Im Traumhaus ohne Trauschein

Die eigenen vier Wände sind nicht nur für viele Eheleute ein lang ersehnter Traum. Auch unverheiratete Paare, die dauerhaft zusammenleben wollen, wollen in einem gemeinsamen Haus alt werden. Dabei muss man nicht einmal den Trennungsfall an die Wand malen, um sich zu sagen, dass schriftliche Vorkehrungen ihren Sinn haben.

Eine Baufinanzierung zu zweit sollte mit einem Experten geregelt werden. Menschen, die in "wilder Ehe" leben, sollten dabei auch Vereinbarungen für den Todesfall treffen - die gesetzliche Erbfolge ist dann nämlich oft anders als gewünscht.

Auch bei anderen Punkten kann es sinnvoll sein, sie schriftlich zu regeln. "Optimal wäre es, wenn man sich, ähnlich wie bei einem Ehevertrag, zu Beginn der Investition darüber vertraglich einigen würde, wie im Falle einer Trennung zu verfahren ist", sagt Helmut Weigt (Bundesverband Finanz-Planer): "Lieber alles regeln, wenn man sich noch einig ist, als sich später ohne Vertrag streiten und sich damit zu ruinieren - wirtschaftlich wie seelisch."

Vor dem Hausbau oder -kauf sollten beide Seiten zunächst klären, wie die wirtschaftlichen Verhältnisse - Eigenkapital und Einkommen - verteilt sind. Beispiel: Beide leisten denselben Anteil zur Finanzierung. Dann sollte jeder als hälftiger Miteigentümer im Grundbuch der Immobilie eingetragen werden.

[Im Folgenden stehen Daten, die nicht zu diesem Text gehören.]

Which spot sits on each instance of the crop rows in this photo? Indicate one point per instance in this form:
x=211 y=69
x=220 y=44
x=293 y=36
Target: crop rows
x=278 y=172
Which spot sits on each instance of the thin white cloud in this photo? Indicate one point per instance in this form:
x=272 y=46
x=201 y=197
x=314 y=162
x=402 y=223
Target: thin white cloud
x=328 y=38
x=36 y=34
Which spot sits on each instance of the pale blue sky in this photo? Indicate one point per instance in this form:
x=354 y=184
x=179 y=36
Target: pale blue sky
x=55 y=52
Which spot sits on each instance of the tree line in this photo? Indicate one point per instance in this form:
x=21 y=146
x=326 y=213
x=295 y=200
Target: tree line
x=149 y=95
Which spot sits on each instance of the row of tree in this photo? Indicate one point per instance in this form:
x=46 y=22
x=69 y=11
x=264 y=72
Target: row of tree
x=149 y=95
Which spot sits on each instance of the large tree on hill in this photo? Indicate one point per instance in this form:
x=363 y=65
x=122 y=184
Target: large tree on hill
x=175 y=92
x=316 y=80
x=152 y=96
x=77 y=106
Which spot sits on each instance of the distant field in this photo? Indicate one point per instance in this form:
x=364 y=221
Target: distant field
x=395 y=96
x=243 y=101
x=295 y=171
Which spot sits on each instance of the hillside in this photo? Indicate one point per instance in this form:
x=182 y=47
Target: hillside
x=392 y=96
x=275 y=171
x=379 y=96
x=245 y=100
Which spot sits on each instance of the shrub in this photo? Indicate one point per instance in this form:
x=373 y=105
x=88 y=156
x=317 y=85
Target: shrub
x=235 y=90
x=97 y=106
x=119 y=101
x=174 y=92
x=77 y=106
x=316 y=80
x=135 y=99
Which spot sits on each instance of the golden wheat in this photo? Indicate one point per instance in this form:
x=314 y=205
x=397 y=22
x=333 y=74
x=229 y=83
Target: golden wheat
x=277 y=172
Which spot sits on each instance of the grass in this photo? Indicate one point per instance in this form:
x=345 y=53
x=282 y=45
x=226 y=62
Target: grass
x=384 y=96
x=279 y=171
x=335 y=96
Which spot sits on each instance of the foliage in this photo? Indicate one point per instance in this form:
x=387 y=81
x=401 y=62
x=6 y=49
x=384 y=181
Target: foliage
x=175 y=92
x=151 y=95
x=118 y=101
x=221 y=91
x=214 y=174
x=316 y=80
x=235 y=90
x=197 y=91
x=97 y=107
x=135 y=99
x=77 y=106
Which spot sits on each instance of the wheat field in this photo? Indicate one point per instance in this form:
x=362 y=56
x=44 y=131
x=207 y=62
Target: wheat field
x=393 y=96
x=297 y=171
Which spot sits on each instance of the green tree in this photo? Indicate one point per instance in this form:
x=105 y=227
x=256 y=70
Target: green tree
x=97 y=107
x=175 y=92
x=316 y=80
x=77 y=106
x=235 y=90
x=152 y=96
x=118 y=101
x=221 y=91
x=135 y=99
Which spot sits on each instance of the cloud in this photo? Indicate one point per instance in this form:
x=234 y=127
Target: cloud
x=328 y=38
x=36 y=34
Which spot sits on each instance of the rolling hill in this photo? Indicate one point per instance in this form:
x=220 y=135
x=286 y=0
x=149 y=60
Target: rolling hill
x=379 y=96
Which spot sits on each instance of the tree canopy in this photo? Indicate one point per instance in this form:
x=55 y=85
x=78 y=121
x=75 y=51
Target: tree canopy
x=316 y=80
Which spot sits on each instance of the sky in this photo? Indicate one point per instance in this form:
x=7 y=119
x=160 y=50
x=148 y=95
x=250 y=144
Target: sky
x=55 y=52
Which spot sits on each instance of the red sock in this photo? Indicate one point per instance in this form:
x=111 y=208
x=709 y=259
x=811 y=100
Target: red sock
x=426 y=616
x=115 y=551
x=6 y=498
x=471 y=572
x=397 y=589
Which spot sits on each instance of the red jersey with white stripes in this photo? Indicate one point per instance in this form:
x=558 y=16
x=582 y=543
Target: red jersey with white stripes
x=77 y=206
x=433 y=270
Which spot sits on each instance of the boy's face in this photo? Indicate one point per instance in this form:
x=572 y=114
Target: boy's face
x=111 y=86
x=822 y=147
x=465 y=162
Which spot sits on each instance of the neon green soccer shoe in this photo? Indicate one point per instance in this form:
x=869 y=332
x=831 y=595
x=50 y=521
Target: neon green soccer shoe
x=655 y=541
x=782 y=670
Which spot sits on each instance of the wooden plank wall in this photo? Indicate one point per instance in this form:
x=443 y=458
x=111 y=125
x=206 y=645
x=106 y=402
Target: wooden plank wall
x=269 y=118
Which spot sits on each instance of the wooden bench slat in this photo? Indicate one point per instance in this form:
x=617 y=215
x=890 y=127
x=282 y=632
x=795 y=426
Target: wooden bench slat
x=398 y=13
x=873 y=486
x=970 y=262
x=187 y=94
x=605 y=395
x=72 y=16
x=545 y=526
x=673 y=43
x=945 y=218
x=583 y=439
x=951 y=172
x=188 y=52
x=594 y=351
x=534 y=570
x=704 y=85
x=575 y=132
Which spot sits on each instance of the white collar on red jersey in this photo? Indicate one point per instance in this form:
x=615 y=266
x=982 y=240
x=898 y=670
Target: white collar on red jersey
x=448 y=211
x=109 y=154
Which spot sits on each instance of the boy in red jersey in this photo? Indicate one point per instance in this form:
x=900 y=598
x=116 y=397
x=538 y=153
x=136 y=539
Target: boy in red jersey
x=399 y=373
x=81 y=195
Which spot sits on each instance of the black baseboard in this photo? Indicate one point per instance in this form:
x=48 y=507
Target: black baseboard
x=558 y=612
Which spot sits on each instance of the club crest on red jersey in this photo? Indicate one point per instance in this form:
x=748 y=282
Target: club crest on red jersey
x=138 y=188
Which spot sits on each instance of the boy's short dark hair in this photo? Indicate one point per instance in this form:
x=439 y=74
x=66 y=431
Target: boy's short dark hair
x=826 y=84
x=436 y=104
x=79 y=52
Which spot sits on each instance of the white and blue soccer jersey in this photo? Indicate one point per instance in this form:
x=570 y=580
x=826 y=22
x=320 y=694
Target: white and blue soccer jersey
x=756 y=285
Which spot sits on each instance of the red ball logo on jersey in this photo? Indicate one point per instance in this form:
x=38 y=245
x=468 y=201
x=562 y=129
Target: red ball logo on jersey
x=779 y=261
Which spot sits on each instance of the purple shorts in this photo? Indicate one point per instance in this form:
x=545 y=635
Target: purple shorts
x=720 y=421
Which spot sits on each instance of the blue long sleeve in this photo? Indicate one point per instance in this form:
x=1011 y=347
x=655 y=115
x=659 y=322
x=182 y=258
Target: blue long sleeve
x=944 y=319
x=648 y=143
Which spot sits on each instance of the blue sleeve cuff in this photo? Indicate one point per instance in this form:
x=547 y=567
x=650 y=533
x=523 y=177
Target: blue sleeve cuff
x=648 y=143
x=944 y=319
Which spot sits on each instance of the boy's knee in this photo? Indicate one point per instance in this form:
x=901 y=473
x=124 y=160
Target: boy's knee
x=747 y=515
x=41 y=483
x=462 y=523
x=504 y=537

Nach Ansicht von Matthias Rösler, Fachanwalt für Erbrecht in München, vermeiden solche exakten Regelungen Streit. Ist also schriftlich fixiert, durch wen in welchem Umfang das Haus finanziert wurde und wer die Schulden zu welchem Anteil trägt, ist eine erste wichtige Hürde genommen. Wenn der eine Partner einen geringeren Beitrag zum Hausbau geleistet hat, sollte er dennoch als Miteigentümer im Grundbuch stehen. "Sonst hat er keine Eigentumsrechte", warnt Rösler.

Zudem sollte geregelt werden, was im Todesfall oder bei einer Trennung mit dem Anwesen geschehen soll, sagt Peter Janecek (Notarkammer Thüringen). Haben also beide das Darlehen aufgenommen, müssen auch nach einer Trennung weiter Raten an die Bank gezahlt werden. Will oder kann ein Partner den vereinbarten Ratenbetrag nicht zahlen, kann der andere dagegen kaum etwas tun. "Gegen die Zahlungsunwilligkeit des Partners gibt es keine Absicherung", sagt Rösler.

Entscheiden sich beide nach einer Trennung zum Verkauf des Hauses, empfiehlt Weigt Vereinbarungen, "wie ein Überschuss aus dem Verkaufserlös verteilt werden soll". Einigen sich beide Seiten übrigens nicht, die Immobilie zu veräußern, könne jeder, sofern er Miteigentümer ist, die Versteigerung betreiben, erklärt Rechtsanwalt Rösler.